How many solutions over $\mathbb{Z}$ to the equation $|x_1|+|x_2|+|x_3|+\dots+|x_{k-1}|+ |x_k|= n$?
Notes:
The order does matter. For instance, $1+2+3$ is different from $3+2+1$.
To avoid misunderstandings - $|x_1|$ denotes absolute value and $0 \in \mathbb{Z}$.

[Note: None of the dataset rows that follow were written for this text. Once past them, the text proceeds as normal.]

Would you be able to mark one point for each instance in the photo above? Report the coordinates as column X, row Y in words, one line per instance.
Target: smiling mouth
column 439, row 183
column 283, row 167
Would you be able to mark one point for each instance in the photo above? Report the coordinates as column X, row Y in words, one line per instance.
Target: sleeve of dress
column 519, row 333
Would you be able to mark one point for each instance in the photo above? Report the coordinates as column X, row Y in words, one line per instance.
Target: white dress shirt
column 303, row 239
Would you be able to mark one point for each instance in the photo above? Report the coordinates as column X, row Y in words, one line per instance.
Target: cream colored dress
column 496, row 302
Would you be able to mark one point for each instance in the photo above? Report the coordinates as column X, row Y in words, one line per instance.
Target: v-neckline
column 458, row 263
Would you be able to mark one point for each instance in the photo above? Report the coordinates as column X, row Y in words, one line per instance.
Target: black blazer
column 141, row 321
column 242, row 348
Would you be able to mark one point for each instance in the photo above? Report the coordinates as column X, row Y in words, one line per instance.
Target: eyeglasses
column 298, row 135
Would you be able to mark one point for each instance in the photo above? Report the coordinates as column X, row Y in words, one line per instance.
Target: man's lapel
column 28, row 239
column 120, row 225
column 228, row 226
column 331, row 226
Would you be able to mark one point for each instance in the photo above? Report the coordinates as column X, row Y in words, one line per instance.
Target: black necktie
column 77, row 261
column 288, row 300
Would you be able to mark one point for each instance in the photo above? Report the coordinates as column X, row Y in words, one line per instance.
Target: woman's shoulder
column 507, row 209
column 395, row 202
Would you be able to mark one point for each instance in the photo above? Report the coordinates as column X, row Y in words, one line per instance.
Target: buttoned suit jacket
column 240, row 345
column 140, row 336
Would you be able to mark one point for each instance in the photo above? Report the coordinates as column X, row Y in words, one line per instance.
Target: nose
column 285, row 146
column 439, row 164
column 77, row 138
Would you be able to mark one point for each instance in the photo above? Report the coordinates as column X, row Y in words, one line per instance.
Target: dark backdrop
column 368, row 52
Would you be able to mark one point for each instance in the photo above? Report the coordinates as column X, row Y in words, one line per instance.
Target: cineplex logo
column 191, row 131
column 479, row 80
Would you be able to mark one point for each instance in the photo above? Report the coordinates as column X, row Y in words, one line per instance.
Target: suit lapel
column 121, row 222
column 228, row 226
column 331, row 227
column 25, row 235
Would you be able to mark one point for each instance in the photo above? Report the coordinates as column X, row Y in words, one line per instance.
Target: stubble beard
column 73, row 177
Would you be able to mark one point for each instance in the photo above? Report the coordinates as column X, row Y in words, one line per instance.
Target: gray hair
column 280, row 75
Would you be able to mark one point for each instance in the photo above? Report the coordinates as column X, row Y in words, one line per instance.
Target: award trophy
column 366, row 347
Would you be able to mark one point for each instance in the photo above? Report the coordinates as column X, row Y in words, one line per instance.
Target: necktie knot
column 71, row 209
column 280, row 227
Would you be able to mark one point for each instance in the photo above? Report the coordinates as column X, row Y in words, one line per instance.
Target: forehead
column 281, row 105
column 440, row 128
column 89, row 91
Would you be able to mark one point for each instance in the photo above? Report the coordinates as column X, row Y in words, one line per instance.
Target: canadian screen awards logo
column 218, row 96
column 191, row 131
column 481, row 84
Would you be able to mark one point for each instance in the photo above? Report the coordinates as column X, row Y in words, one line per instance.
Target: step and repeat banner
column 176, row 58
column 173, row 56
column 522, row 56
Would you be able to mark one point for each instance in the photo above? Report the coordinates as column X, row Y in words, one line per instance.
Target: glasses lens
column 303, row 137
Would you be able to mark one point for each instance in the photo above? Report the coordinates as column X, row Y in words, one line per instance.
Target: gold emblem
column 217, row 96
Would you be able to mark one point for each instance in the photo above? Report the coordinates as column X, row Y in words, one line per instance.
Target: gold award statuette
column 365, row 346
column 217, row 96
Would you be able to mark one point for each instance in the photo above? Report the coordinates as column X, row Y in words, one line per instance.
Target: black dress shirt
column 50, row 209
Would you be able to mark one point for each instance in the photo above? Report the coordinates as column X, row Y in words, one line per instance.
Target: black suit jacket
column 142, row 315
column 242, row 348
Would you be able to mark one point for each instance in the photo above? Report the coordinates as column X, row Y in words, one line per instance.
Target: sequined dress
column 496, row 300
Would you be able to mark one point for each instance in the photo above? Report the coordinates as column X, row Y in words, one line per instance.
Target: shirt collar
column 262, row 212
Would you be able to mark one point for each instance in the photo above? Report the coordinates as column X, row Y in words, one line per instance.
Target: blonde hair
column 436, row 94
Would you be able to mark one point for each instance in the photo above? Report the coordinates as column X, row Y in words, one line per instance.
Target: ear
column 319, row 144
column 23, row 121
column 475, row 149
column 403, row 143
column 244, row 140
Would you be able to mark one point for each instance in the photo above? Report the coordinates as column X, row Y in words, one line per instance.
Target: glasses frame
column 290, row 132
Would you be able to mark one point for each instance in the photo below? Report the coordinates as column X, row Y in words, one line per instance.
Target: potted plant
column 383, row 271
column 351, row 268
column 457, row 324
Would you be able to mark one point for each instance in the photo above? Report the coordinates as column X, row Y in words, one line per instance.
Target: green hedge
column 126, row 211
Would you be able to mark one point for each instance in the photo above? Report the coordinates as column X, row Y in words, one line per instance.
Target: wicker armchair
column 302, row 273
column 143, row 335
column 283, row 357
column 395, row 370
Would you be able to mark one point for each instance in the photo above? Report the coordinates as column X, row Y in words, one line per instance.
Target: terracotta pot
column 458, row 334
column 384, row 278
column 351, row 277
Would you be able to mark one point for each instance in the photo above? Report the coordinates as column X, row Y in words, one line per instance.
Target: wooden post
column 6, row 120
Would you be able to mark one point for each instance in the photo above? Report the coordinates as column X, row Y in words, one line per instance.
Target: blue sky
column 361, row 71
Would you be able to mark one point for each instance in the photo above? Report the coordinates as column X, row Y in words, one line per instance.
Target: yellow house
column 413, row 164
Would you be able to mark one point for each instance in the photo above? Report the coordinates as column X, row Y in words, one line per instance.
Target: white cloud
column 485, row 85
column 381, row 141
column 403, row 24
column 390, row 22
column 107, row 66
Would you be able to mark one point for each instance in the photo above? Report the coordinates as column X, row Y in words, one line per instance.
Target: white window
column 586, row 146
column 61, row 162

Please any help. I honestly don't know how to approach this one. Thank you
On
As a start, if $k=2$: $$\begin{align} (0,-1),(-1,0) \ \ & | 1 | \ \ (0,1),(1,0); \\ (-2,0),(-1,1),(1,-1),(0,-2) \ \ & | 2 | \ \ (0,2),(1,1),(2,0); \\ (-3,0),(-2,1),(-1,2),(0,-3),(1,-2),(2,-1) \ \ & | 3 | \ \ (0,3),(1,2),(2,1),(3,0); \\ \cdots \\ 2n \ \ | n | \ \ n+1 \Rightarrow 3n+1. \end{align}$$
The solution for positive integer ${<}x_i{>}$ is relatively simple; inserting $k{-}1$ separators into $n{-}1$ gaps, $\binom {n-1}{k-1}$. Then allow those integers to be negative producing a multiple of $2^k$.
Then we have to allow the ${<}x_i{>}$ to also be zero; between $1$ and $k{-}1$ of them. So we choose the zero elements, then repeat the above calculation, and sum across all those.
This gives $$\sum_{i=0}^{k-1} \binom ki \cdot 2^{k-i} \cdot \binom {n-1}{k-i-1}$$